Great Britain: Slavery Abolished: "Am I not a Woman and a Sister?"Great Britain: Slavery Abolished: "Am I not a Woman and a Sister?"
Form: Circular
By: T. Halliday, Birmingham
Date: 1834
Ref:  BHM: 1669; Laidlaw: 1150;
42 mmBronze$300

Edge: Plain.

Obverse: Justice, holding palm frond and scales, reaching out to kneeling African woman with wrists chained. Legend: "AM I NOT A WOMAN AND A SISTER?" Signed, round lower righT rim: "HALLIDAY F." In the exergue: "LET US BREAK THEIR BANDS / ASUNDER AND CAST AWAY / THEIR CORDS / PSALM.II.3".

Reverse: Within a closed floral wreath: "TO THE / FRIENDS / OF / JUSTICE / MERCY / AND / FREEDOM". On a ribbon entwined in the wreath: "PENN / GRANVILLE SHARP / WILBERFORCE / BENEZET / CLARKSON / TOUSSAINT LOUVERTURE / STEPHEN / D. BARCLAY".

Notes: The terms of Slavery Abolition Act of 1833 became law on 1st August 1834 throughout most of the British Empire. In South Africa this was delayed until 1st December 1834. Under the Act slave ownership was abolish and replace by a transitional period of paid apprenticeships whereby freed slaves were to continue working for their past masters who were compensated by the Government for the imposed financial losses. A sum of 20,000 pounds sterling was allocated for this purpose.
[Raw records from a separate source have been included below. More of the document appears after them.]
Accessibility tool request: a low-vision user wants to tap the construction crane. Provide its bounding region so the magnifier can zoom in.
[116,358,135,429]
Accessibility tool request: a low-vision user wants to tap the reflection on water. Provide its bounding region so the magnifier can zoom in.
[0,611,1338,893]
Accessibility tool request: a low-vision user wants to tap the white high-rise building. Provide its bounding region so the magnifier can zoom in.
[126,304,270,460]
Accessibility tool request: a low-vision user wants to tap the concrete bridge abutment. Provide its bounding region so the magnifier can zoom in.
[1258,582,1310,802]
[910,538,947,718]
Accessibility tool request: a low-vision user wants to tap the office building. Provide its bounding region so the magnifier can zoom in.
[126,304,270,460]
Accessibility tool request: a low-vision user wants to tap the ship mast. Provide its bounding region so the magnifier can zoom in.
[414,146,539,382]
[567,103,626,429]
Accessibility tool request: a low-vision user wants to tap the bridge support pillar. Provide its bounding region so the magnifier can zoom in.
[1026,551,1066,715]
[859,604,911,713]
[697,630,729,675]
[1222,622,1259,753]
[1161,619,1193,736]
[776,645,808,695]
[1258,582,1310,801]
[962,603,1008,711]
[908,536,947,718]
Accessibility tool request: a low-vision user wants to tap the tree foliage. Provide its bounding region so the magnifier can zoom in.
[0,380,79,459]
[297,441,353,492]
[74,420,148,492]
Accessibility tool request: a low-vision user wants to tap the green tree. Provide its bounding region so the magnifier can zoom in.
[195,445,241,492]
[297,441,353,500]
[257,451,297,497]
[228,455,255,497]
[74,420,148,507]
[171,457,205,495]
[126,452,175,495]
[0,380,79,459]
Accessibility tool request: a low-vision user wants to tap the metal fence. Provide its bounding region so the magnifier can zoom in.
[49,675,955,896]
The social and financial adjustments in a country like South Africa where slavery was commonplace were substantial. The Act exacerbated the existing resentment against British rule by the people of Dutch descent and was a major factor contributing to the decision by thousands of these people to leave the Cape Colony for the north in an exodus later known as the Great Trek. The 'voortrekkers' settled in territories which became the Boer Republics of the Orange Free State and the Transvaal.